Even worse, these sales calls are on her cell phone, a number she considers so private only family and a few friends have it. Federal regulations prohibit sales calls like these to cell phones.

“I hate it,” Weinraub says. “It’s an invasion of my privacy.”

These sales calls are going out at all hours of the day and night. I have spoken to a number of people who had their phones ring at 4 a.m., a clear violation of federal regulations that prohibit sales calls before 8:00 a.m. local time.

Complaints pour in
The bulk of the companies doing this are located near St. Louis. The Better Business Bureau of Eastern Missouri and Southern Illinois lists 92 extended warranty companies in that area. They are responsible for a huge number of complaints from across the country.

Many of the complaints deal with deceptive advertising and high-pressure sales tactics. Unhappy customers say they could not cancel and get a refund as the salesperson promised on the phone.

Some people who buy the warranty find that they have problems using it. According to Chris Thetford with the St. Louis BBB, potential customers are told their extended warranty covers all kinds of repairs. “In fact,” he says, “a very, very limited range of things are covered.”

Missouri Attorney General Jay Nixon is now investigating many of the companies selling these warranties in his state. We should know in a few weeks if his office decides to take any legal action.

ConsumerMan’s undercover call
I have received a bunch of these warranty expiration notices, so I decided to respond to one from Vehicle Services in St. Peters, Mo.  I gave the salesman, Corey, my real name and valid information about my car.

Before he would give me the price, Corey passed me off to Chris, the program director. Chris explained that this was a one-time deal and if I said no, their computer system would “automatically delete” my files at the end of the phone call. That was clearly designed to put pressure on me to make an on-the-spot decision.

Now it was Corey’s turn to close the deal. He had good news. I “qualified” for full coverage: four years or 48,000 miles. And he was going to waive the vehicle inspection.

By activating my coverage today, I would get 20 percent off the retail price. With that discount, the cost of the four-year coverage was $3,110 or $777 a year. Corey offered a variety of payment plans and pointed out several times that this was not a contract. “You are not obligating yourself to anything,” he kept saying.

“Can you guys send me this policy, so I can see all this in writing and I can get back to you?” I asked.

“We don’t actually send out any paperwork without receiving a down payment,” Corey explained. He said once I paid, the policy would be mailed to me within seven to 10 business days.

Needless to say, I did not buy anything.
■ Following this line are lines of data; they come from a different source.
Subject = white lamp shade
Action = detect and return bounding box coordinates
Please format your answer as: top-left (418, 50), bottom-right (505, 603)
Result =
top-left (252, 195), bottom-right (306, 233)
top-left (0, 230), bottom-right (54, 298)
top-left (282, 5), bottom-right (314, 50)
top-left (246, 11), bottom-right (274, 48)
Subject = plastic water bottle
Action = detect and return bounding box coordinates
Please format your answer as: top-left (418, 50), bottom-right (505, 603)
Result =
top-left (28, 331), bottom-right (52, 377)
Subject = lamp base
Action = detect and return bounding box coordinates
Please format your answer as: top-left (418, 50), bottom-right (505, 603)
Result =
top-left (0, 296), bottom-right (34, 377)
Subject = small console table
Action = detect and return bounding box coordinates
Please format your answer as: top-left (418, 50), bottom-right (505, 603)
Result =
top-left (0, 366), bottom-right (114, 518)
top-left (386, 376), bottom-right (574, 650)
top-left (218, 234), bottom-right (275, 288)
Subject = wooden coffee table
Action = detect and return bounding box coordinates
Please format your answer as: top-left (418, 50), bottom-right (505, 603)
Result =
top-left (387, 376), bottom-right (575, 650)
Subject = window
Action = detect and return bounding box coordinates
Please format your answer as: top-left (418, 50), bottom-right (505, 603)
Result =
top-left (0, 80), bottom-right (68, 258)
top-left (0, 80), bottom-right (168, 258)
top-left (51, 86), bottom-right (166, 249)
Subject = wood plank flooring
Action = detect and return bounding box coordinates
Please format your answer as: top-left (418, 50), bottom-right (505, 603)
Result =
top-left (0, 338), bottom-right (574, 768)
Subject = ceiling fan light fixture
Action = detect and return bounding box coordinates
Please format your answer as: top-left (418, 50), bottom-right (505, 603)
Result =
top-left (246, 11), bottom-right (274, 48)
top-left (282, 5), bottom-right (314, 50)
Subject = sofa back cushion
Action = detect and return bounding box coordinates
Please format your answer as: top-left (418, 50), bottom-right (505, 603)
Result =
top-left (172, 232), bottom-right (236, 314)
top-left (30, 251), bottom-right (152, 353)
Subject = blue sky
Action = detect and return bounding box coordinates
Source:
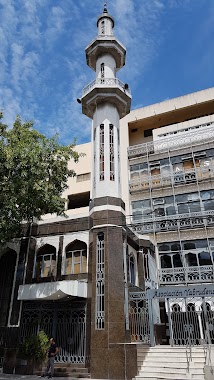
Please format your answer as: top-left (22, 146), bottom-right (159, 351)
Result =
top-left (0, 0), bottom-right (214, 144)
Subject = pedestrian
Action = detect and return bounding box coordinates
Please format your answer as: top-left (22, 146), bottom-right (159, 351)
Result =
top-left (42, 338), bottom-right (59, 379)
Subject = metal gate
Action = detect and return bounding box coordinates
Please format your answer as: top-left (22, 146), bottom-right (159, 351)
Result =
top-left (20, 302), bottom-right (88, 363)
top-left (129, 284), bottom-right (214, 347)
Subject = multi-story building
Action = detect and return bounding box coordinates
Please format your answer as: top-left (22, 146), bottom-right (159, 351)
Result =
top-left (0, 3), bottom-right (214, 379)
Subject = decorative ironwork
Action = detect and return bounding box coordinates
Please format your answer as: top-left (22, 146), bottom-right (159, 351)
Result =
top-left (100, 124), bottom-right (105, 181)
top-left (129, 166), bottom-right (214, 193)
top-left (132, 210), bottom-right (214, 233)
top-left (128, 123), bottom-right (214, 158)
top-left (129, 306), bottom-right (150, 344)
top-left (82, 78), bottom-right (131, 96)
top-left (129, 291), bottom-right (147, 301)
top-left (20, 302), bottom-right (87, 363)
top-left (95, 233), bottom-right (105, 330)
top-left (158, 265), bottom-right (214, 285)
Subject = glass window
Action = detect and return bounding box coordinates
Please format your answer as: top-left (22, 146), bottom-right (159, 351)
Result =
top-left (161, 165), bottom-right (171, 177)
top-left (34, 244), bottom-right (56, 279)
top-left (178, 203), bottom-right (189, 214)
top-left (173, 164), bottom-right (183, 174)
top-left (189, 202), bottom-right (201, 212)
top-left (203, 200), bottom-right (214, 211)
top-left (158, 244), bottom-right (170, 252)
top-left (183, 242), bottom-right (196, 249)
top-left (201, 191), bottom-right (211, 200)
top-left (171, 243), bottom-right (181, 251)
top-left (172, 253), bottom-right (183, 268)
top-left (166, 206), bottom-right (176, 215)
top-left (187, 193), bottom-right (199, 201)
top-left (154, 207), bottom-right (165, 217)
top-left (133, 211), bottom-right (142, 222)
top-left (175, 194), bottom-right (188, 203)
top-left (161, 255), bottom-right (172, 268)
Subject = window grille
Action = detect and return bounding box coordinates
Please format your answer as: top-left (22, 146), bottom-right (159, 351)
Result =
top-left (65, 249), bottom-right (87, 275)
top-left (100, 63), bottom-right (105, 83)
top-left (100, 124), bottom-right (105, 181)
top-left (95, 233), bottom-right (105, 330)
top-left (109, 124), bottom-right (114, 181)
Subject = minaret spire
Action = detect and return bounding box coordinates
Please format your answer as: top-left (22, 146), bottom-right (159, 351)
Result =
top-left (81, 3), bottom-right (131, 199)
top-left (103, 3), bottom-right (108, 13)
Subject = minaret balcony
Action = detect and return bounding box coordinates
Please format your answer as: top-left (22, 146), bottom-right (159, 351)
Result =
top-left (81, 78), bottom-right (131, 119)
top-left (85, 35), bottom-right (126, 71)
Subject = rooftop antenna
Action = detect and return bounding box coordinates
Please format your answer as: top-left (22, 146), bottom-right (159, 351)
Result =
top-left (103, 1), bottom-right (108, 13)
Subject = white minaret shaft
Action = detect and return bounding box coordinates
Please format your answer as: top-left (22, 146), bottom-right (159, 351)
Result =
top-left (82, 6), bottom-right (131, 199)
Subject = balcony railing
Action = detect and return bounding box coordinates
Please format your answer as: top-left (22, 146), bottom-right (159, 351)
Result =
top-left (158, 265), bottom-right (214, 285)
top-left (132, 210), bottom-right (214, 234)
top-left (129, 166), bottom-right (214, 193)
top-left (82, 78), bottom-right (131, 96)
top-left (128, 123), bottom-right (214, 158)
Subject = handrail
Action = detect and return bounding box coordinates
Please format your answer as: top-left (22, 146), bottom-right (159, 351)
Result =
top-left (82, 78), bottom-right (131, 96)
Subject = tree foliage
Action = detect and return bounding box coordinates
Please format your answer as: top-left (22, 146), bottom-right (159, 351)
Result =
top-left (0, 114), bottom-right (79, 244)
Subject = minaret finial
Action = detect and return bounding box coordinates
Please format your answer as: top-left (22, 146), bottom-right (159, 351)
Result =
top-left (103, 2), bottom-right (108, 13)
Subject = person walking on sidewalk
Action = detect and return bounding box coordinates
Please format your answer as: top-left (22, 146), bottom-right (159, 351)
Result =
top-left (42, 338), bottom-right (59, 379)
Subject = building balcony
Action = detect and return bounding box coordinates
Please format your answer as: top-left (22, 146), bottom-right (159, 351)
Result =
top-left (129, 166), bottom-right (214, 193)
top-left (158, 265), bottom-right (214, 285)
top-left (82, 78), bottom-right (131, 96)
top-left (81, 78), bottom-right (131, 119)
top-left (18, 280), bottom-right (88, 301)
top-left (132, 210), bottom-right (214, 234)
top-left (128, 123), bottom-right (214, 159)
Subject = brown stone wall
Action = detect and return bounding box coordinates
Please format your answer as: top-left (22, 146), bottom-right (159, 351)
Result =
top-left (89, 221), bottom-right (137, 379)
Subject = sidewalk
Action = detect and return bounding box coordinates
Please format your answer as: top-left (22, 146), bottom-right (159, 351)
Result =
top-left (0, 373), bottom-right (86, 380)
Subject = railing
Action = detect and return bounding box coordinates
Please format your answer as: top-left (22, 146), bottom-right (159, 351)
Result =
top-left (158, 265), bottom-right (214, 285)
top-left (82, 78), bottom-right (131, 96)
top-left (132, 210), bottom-right (214, 233)
top-left (128, 123), bottom-right (214, 158)
top-left (129, 166), bottom-right (214, 193)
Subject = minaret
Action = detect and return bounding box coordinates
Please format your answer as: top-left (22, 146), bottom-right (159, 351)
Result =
top-left (81, 5), bottom-right (136, 379)
top-left (82, 5), bottom-right (131, 199)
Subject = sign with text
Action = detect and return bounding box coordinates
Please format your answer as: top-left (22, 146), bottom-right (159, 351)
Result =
top-left (147, 284), bottom-right (214, 299)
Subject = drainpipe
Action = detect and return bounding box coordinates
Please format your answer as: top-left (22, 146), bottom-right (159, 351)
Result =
top-left (123, 231), bottom-right (129, 330)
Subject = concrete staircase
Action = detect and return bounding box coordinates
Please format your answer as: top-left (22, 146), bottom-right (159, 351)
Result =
top-left (135, 344), bottom-right (205, 380)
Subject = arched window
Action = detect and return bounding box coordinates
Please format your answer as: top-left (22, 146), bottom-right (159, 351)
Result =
top-left (172, 253), bottom-right (183, 268)
top-left (185, 252), bottom-right (198, 267)
top-left (34, 244), bottom-right (56, 279)
top-left (0, 249), bottom-right (16, 326)
top-left (198, 251), bottom-right (212, 265)
top-left (65, 240), bottom-right (87, 275)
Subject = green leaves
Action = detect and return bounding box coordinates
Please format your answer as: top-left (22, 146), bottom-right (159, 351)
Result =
top-left (0, 114), bottom-right (79, 244)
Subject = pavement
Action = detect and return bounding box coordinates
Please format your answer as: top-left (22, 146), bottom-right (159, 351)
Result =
top-left (0, 373), bottom-right (86, 380)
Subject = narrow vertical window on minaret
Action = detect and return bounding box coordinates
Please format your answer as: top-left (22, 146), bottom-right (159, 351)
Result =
top-left (101, 20), bottom-right (105, 34)
top-left (109, 124), bottom-right (114, 181)
top-left (100, 63), bottom-right (105, 83)
top-left (100, 124), bottom-right (104, 181)
top-left (95, 232), bottom-right (105, 330)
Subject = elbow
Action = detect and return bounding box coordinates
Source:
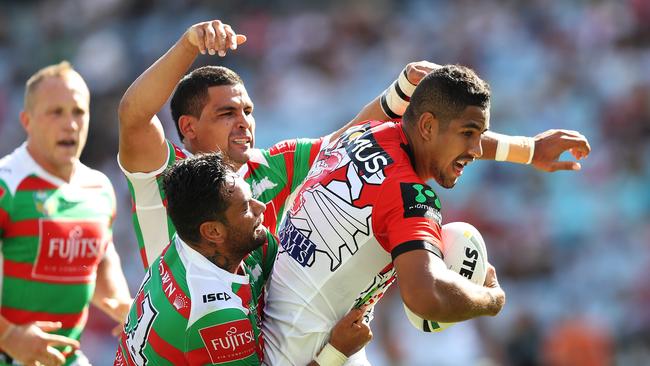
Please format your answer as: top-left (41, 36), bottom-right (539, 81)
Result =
top-left (402, 289), bottom-right (447, 321)
top-left (117, 93), bottom-right (133, 123)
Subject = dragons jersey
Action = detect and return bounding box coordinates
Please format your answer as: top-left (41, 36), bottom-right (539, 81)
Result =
top-left (115, 232), bottom-right (278, 366)
top-left (0, 144), bottom-right (115, 364)
top-left (118, 138), bottom-right (326, 268)
top-left (263, 122), bottom-right (442, 365)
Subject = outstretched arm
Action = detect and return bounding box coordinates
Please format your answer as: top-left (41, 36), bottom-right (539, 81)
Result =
top-left (118, 20), bottom-right (246, 172)
top-left (481, 130), bottom-right (591, 172)
top-left (92, 243), bottom-right (133, 336)
top-left (393, 249), bottom-right (505, 322)
top-left (331, 61), bottom-right (440, 139)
Instead, I called back and identified myself as a reporter, but no one would talk to me.

A bad deal all around
Like most consumer advocates, Robert Krughoff, president of checkbook.org, advises car owners to skip extended warranties because they are rarely worth the money. He is appalled at the idea of buying one this way.

“You would never want to buy an extended service contract without seeing in writing exactly what’s covered and what you have to do to make a claim,” Krughoff says.

What about the great price Vehicle Services offered me? Krughoff calls it “outrageous.” By comparison, my car dealer would sell me a three-year/36,000 mile extended warranty for $1,795 or $598 a year. As Krughoff pointed out, as with everything at a car dealer, that price was negotiable.

My two cents
The companies using these deceptive and sleazy sales tactics must be stopped and brought to justice. They are making a mockery of the Do Not Call Registry and the government’s rules regarding telemarketing sales.

If you are the recipient of one of these sales calls, file a complaint with the Federal Trade Commission.  The government has the power to sue these companies, fine them, and make them stop any misleading sales practices.